You already know this, but Steinem rose to prominence during the 1960s as a journalist writing about fairly novel topics at the time such as contraception and gender parity. In 1963, Show magazine hired to her to go undercover as a Playboy Bunny, which resulted in a two-part expose on the shocking working conditions for women at of the New York cocktail club. In 1972, she co-founded Ms., a first-of-its kind feminist magazine, and increasingly became one of the foremost political activists of our time, co-creating the National Women’s Political Caucus and fighting for abortion rights and equal pay legislation for women. Her status as one of the key leaders of the women’s movement has never been debated.
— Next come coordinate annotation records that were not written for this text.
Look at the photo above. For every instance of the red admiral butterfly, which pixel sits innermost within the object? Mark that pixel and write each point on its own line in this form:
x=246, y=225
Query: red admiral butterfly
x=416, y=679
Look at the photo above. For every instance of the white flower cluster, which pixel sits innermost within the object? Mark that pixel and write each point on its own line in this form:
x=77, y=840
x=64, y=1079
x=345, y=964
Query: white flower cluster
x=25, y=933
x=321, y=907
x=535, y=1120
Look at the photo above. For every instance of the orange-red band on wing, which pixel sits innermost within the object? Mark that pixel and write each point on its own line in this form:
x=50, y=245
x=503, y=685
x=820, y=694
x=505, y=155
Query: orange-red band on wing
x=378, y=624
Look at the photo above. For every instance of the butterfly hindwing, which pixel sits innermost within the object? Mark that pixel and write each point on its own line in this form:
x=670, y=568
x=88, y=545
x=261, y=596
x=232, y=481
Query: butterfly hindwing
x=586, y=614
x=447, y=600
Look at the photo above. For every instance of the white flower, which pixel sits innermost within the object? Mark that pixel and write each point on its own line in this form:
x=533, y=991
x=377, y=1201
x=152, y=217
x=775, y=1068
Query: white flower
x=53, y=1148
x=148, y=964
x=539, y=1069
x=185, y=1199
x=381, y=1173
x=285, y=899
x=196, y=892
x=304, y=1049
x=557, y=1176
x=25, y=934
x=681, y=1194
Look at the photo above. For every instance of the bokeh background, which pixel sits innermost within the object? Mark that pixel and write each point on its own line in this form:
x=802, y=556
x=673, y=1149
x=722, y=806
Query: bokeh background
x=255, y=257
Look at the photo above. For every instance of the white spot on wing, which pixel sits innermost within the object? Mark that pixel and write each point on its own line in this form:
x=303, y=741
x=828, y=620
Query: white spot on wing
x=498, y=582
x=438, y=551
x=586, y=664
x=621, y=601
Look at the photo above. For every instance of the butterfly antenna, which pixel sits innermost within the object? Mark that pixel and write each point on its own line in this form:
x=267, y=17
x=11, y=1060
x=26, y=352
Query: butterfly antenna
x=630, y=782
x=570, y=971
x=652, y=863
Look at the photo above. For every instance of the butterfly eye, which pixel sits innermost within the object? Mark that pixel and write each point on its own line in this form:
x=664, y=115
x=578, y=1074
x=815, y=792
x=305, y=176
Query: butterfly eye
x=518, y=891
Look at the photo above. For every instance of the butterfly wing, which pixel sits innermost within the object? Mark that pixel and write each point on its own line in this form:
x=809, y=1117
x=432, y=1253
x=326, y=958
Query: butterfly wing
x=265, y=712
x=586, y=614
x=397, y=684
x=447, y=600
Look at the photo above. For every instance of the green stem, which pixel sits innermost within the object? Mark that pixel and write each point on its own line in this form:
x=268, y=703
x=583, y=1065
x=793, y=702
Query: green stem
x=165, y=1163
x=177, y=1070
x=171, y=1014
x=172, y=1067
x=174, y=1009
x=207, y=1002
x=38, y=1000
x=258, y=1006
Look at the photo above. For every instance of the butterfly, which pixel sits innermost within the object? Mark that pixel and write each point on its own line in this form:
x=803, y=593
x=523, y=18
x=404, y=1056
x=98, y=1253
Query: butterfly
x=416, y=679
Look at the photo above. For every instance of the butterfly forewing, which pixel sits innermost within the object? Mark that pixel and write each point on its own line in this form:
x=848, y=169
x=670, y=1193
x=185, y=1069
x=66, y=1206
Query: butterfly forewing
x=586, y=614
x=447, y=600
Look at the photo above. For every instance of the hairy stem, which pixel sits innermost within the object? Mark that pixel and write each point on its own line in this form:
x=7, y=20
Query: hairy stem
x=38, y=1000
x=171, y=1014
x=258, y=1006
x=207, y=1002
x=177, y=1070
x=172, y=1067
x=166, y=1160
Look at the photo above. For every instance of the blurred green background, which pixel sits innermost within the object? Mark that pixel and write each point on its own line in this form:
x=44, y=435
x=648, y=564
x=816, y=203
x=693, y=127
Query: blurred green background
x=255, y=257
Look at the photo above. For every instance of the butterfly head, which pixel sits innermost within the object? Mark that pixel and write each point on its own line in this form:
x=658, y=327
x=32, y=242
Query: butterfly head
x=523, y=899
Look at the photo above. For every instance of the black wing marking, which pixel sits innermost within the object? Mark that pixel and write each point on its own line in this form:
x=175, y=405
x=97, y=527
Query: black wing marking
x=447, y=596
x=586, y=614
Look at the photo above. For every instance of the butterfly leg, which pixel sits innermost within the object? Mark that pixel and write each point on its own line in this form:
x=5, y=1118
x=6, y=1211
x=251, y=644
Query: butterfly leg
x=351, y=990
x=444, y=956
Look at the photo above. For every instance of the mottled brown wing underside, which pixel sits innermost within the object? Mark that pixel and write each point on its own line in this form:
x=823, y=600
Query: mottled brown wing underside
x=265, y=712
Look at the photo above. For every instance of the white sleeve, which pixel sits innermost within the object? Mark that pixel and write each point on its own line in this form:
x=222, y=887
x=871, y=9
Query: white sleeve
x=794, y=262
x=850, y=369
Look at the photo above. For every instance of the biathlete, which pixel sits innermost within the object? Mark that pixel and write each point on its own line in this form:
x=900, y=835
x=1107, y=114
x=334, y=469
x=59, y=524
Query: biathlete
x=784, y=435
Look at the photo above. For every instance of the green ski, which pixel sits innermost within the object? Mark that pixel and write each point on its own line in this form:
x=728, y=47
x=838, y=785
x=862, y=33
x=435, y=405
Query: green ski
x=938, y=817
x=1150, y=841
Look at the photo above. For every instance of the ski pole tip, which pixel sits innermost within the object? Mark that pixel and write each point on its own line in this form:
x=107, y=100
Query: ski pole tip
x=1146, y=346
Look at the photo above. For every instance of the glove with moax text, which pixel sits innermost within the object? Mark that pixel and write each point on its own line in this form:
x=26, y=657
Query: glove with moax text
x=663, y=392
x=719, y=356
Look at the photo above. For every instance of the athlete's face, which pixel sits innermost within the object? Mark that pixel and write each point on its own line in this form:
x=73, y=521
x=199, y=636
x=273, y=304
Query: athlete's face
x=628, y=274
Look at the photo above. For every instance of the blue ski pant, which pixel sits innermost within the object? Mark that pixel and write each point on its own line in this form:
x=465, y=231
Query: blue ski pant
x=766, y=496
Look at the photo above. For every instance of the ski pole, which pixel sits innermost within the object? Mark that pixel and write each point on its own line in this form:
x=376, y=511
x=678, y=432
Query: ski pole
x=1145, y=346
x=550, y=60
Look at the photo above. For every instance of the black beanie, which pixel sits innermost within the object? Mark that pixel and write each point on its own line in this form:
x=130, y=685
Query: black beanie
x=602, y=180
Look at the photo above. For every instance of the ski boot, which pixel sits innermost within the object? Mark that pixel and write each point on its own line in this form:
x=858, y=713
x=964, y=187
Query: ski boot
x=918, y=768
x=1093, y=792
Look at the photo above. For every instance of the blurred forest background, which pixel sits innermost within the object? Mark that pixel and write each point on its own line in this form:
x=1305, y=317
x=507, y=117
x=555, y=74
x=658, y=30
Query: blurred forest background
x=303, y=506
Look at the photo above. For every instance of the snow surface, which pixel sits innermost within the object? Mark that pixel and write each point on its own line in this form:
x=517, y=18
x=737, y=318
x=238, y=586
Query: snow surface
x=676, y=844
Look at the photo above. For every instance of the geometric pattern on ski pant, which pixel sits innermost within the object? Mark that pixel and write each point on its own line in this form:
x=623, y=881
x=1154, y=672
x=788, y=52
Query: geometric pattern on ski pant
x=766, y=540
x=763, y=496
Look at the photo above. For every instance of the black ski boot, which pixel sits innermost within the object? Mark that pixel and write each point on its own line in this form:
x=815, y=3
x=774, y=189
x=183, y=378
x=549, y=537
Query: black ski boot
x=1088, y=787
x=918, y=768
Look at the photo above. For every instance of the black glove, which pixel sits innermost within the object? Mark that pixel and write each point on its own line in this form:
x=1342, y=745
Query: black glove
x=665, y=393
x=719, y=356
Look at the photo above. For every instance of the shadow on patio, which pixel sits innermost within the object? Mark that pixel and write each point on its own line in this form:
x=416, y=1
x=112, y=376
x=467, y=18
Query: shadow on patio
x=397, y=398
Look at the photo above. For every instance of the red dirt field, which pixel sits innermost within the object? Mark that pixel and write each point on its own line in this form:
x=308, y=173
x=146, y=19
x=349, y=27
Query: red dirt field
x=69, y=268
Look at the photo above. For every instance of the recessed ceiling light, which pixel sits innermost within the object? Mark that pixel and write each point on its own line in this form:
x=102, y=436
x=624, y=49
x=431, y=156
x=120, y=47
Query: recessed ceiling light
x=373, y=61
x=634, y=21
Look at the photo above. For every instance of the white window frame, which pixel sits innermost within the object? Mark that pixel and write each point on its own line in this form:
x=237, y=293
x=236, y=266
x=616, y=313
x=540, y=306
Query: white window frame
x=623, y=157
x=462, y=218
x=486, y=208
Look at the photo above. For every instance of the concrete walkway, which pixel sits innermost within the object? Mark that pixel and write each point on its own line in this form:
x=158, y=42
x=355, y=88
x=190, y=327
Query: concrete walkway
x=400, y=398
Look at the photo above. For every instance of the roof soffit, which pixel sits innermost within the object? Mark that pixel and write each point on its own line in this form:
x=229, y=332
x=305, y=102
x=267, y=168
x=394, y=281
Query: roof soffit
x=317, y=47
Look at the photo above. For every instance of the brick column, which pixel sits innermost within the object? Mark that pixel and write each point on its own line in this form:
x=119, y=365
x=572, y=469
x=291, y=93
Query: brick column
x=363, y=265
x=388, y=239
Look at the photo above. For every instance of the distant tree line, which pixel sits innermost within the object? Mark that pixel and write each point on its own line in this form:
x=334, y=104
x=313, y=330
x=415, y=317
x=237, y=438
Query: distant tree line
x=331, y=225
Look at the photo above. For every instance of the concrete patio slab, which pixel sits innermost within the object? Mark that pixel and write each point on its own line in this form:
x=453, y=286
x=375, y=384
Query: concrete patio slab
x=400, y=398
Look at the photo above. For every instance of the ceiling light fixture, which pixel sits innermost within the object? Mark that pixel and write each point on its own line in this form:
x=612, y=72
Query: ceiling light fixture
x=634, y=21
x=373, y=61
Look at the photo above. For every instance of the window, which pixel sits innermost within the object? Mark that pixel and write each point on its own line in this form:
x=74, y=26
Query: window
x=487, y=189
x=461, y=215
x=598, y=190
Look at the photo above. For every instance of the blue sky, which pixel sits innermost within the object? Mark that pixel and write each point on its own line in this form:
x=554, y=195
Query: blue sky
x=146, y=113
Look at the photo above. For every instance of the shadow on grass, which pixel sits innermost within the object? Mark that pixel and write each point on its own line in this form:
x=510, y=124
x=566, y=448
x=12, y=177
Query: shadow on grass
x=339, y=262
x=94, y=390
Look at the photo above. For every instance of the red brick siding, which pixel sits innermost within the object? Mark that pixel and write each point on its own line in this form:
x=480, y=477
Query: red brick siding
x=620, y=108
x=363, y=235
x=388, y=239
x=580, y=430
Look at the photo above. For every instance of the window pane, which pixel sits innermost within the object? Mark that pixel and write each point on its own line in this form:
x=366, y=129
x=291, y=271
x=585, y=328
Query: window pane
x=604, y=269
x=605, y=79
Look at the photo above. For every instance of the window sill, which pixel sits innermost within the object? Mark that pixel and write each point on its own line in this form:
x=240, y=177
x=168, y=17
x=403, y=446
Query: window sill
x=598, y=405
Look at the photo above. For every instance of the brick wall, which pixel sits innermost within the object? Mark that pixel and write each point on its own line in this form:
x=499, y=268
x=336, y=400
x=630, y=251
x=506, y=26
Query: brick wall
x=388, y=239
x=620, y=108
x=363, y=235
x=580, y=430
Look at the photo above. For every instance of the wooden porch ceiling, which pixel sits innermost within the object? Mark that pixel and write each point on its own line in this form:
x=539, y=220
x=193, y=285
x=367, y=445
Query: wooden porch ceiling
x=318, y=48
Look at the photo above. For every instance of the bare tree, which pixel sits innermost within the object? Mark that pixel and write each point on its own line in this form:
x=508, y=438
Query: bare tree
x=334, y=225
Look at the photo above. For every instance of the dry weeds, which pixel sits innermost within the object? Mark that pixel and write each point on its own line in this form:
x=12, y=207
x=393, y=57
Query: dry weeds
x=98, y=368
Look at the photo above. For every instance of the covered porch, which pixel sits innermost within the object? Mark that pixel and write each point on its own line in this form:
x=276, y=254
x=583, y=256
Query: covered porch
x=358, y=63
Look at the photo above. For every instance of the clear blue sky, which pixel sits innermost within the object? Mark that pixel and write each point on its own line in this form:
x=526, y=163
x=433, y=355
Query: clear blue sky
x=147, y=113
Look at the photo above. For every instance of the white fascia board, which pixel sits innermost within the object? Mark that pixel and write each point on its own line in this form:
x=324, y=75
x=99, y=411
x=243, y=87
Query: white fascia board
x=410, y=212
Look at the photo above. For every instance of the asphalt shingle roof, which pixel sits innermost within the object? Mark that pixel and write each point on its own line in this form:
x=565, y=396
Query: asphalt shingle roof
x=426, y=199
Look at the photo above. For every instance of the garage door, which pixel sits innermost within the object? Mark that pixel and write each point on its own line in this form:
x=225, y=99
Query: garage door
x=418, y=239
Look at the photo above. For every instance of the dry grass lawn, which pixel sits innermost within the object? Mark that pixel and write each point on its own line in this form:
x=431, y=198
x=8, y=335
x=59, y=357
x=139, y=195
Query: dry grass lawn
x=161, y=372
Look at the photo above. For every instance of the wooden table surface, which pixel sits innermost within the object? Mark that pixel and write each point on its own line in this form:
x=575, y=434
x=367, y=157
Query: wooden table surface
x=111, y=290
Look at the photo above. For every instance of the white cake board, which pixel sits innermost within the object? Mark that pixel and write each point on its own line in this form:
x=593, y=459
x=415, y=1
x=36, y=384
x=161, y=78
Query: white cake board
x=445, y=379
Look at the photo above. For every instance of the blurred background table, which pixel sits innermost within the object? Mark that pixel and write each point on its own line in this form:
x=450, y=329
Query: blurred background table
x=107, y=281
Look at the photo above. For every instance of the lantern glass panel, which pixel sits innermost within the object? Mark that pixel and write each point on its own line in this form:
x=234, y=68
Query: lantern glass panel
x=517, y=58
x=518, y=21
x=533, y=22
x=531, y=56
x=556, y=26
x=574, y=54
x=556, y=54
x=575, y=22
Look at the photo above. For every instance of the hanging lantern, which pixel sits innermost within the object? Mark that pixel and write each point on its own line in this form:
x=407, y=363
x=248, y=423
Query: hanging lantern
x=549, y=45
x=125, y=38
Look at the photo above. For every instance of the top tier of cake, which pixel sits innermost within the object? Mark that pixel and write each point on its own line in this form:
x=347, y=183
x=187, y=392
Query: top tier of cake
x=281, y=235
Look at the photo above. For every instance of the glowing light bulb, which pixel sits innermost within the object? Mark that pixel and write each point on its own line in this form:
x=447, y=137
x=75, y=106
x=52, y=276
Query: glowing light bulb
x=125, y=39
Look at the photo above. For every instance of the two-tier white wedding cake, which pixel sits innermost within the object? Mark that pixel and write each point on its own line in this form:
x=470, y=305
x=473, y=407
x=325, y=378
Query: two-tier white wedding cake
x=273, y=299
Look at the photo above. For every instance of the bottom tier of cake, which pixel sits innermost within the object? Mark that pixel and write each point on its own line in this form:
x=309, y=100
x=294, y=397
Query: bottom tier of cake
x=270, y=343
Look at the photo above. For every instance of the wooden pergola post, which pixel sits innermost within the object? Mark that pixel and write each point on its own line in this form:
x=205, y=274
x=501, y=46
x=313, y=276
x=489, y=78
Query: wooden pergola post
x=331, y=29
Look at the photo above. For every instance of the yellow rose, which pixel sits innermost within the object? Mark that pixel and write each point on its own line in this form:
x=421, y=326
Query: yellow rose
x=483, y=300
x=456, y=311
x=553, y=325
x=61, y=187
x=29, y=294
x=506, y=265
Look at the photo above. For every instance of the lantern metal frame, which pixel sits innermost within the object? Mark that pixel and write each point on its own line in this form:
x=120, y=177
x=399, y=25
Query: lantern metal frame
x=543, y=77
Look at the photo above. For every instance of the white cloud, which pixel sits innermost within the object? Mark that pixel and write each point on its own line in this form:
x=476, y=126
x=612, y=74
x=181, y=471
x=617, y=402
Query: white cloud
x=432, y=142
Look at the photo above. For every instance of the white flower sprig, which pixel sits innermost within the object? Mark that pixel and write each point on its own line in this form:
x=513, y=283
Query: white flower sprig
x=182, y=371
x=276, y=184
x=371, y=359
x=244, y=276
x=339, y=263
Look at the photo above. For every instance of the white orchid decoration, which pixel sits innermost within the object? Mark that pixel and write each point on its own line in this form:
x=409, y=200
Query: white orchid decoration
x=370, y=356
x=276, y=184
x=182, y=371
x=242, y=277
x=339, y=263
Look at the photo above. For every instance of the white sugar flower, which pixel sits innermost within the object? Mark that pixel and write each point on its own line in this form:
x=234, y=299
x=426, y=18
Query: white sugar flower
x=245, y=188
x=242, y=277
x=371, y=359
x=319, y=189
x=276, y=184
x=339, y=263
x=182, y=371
But let’s talk about her look, which has been debated at length. From the outset, Steinem cemented her status as a radically different type of style icon. Rather than embrace the prim coordinating suits and accessories made fashionable by Jacqueline Kennedy during the 1950s and early 1960s, Steinem ushered in a new dress code for women, spreading her message in fitted Henley shirts with flared jeans and a low-slung belt or suede mini skirts with knee-high boots or Mary Janes. Oversized jewelry was often present, as was highlighted hair and a bold slogan pin.
Her approach to dressing felt loose and youthful, but also purposeful given the Sexual Revolution taking shape during the 1960s and 1970s. And people couldn’t get enough.
“When [Steinem] first came up, she adopted wearing these minis and had a very feminine appearance,” says Einav Rabinovitch-Fox, a historian, author of Dressed for Freedom: The Fashionable Politics of American Feminism, and an instructor at Case Western Reserve University, told Glamour. “She parted in her hair in this very specific way, she’s wearing aviator sunglasses—her look becomes a national trend and everyone wants to look like her. She became this new role model.”
Steinem appeared on the cover of Newsweek in 1971 beside the cover line “The New Woman,” which also included a spread of images of women who looked just like her, with voluminous hair and aviators.
Longtime friend to Steinem, fashion designer Diane von Furstenberg, told Glamour, “When I was young and in New York during the 1970s, Gloria Steinem was one of my heroes. She was just beautiful; she had so much style.”
As Steinem was charting her own course, she also found herself at the intersection of a debate that still, in some ways, rages today: Can you be a feminist and care deeply about the way you dress?